WSJ: Delta Air Ends Use of India Call Centers

Delta Air Lines Inc. said Friday it has stopped using India-based call centers to handle sales and reservations, making it the latest U.S. company to decide the cost benefits of directing calls offshore are outweighed by the backlash from customers.

Delta said it stopped routing calls to India-based call centers over the first three months of the year. Customers had complained they had trouble communicating with Indian agents, the airline said. Last month, Chrysler LLC said it would move its customer-service center back from India.

“It is fundamentally cheaper to do it in India, but there’s also the question of whether it’s better to do it cheaper or better to do it better in terms of the relationship with your customers,” said Ben Trowbridge, chief executive of Alsbridge Inc., a Dallas-based company that advises on outsourcing.

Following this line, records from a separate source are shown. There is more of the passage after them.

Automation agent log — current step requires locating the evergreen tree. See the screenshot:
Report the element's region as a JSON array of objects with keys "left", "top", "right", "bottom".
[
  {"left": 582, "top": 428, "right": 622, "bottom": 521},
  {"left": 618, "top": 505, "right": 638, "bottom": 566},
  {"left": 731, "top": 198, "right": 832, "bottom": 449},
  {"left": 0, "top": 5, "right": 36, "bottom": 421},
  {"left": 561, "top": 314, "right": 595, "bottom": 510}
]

Call-center representatives in India earn roughly $500 a month, or about one-sixth the salary of their U.S.-based counterparts, he added.

Delta’s move also reflects the need for airlines to streamline their sales and reservation operations as customer-call volume dwindles amid the ongoing recession. And, as layoffs mount in the U.S., it could be a smart public-relations move for companies to cut their outsourced business before eliminating payroll positions.

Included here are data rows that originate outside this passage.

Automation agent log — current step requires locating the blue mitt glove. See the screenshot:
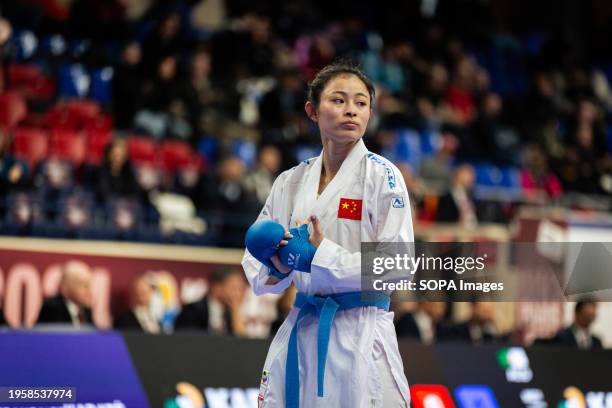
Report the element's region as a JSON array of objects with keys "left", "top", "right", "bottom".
[
  {"left": 278, "top": 224, "right": 317, "bottom": 273},
  {"left": 244, "top": 220, "right": 285, "bottom": 273}
]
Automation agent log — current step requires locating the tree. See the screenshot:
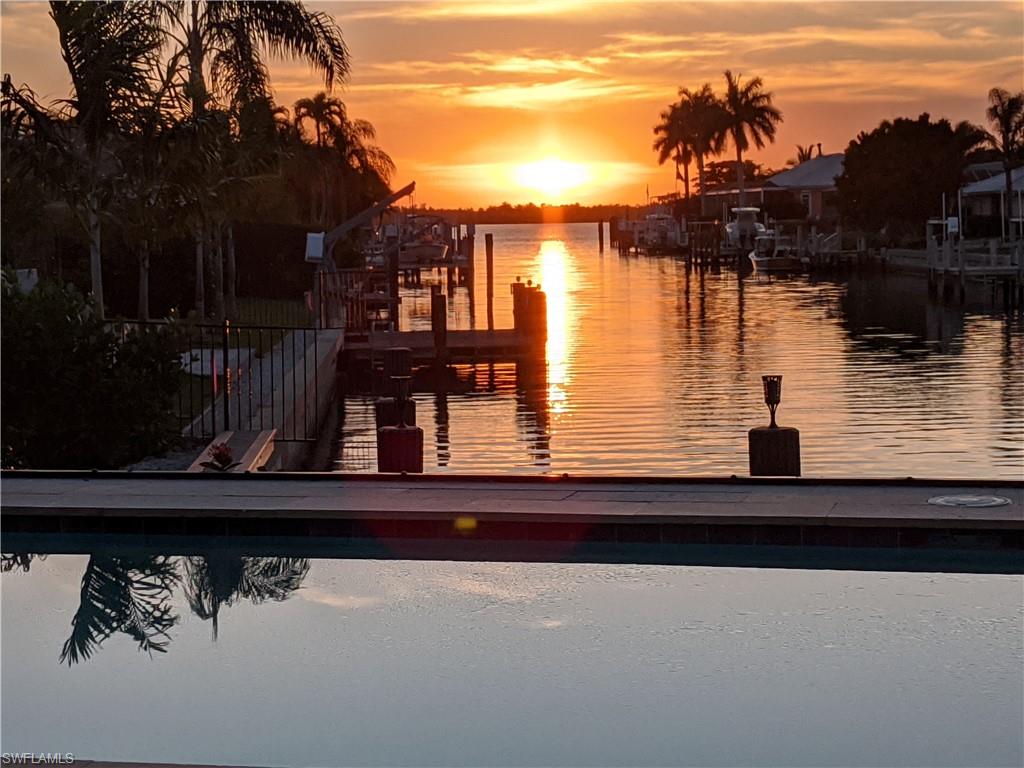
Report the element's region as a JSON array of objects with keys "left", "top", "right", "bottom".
[
  {"left": 653, "top": 103, "right": 693, "bottom": 200},
  {"left": 721, "top": 70, "right": 782, "bottom": 206},
  {"left": 183, "top": 552, "right": 309, "bottom": 640},
  {"left": 159, "top": 0, "right": 349, "bottom": 316},
  {"left": 0, "top": 275, "right": 182, "bottom": 469},
  {"left": 785, "top": 144, "right": 814, "bottom": 166},
  {"left": 836, "top": 113, "right": 984, "bottom": 244},
  {"left": 679, "top": 83, "right": 726, "bottom": 214},
  {"left": 985, "top": 88, "right": 1024, "bottom": 227},
  {"left": 293, "top": 91, "right": 394, "bottom": 228},
  {"left": 3, "top": 0, "right": 161, "bottom": 314},
  {"left": 293, "top": 91, "right": 348, "bottom": 146},
  {"left": 60, "top": 555, "right": 178, "bottom": 666}
]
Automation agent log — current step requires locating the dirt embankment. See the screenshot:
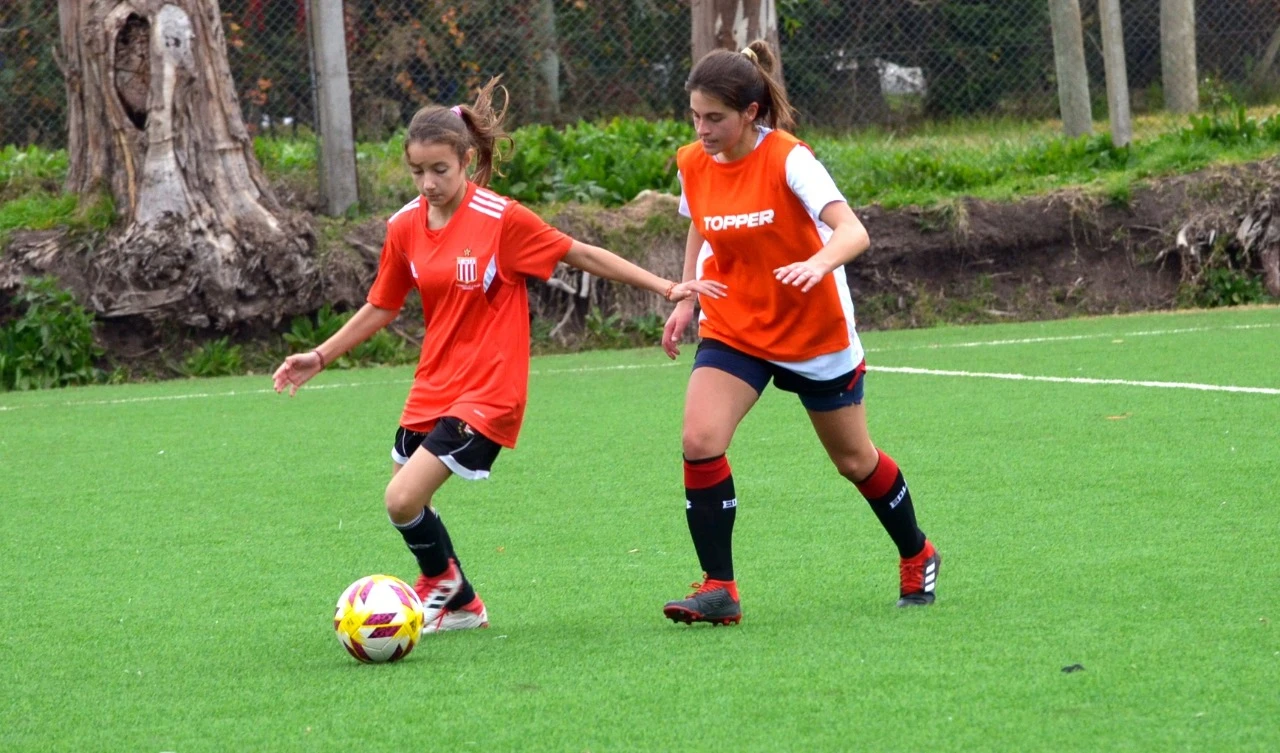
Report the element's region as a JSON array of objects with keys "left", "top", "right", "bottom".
[{"left": 0, "top": 160, "right": 1280, "bottom": 361}]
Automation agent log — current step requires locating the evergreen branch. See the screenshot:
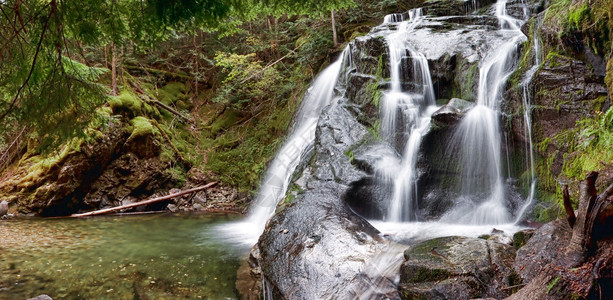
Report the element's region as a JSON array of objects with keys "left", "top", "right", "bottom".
[{"left": 0, "top": 0, "right": 55, "bottom": 121}]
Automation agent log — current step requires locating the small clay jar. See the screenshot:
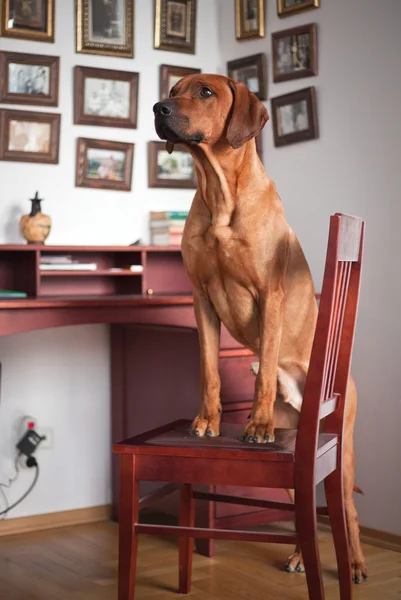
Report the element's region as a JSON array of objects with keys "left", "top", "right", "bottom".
[{"left": 20, "top": 192, "right": 52, "bottom": 244}]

Last week, SLM Corp., the student lender known as Sallie Mae, said it would return to the U.S. 2,000 jobs it outsources in India, the Philippines and Mexico. The jobs, mostly call-center and information-technology positions, were recently moved overseas as part of a plan to trim 4,000 jobs from the company’s overall U.S. payroll of 12,000 employees.

And United said earlier this year it is also moving some India-based phone work back to the U.S.

In the 2000 bust, companies scrambled to outsource work to India; the cost saving was enormous. Lessons from this: In a recession, cost-arbitrage matters. In a depression [okay, a “deep recession”], it doesn’t. All the accent issues etc. are just fronts for the public distaste for outsourcing, and it fosters protectionism. Which, eventually, is loser-ism. (this goes for India too, remember the Chinese toys ban)

I look at it as a fantastic thing. First, these outsourcers paid no local taxes. That gets me pissed off. Then, by their lower tax structure, their glory ensured that development for the local market just died – software development for India remains pathetic and urban focussed. And finally, by dwelling on cost-arb they refused to innovate in ways that would truly change the world.

The more jobs lost in outsourcing, the better. We need to get out of our comfort zone. America doesn’t seem to want to stop buying BMWs or Toyotas; the products do better, and can cost more than their competition. We gotta get up there, not down at the call-center operator level.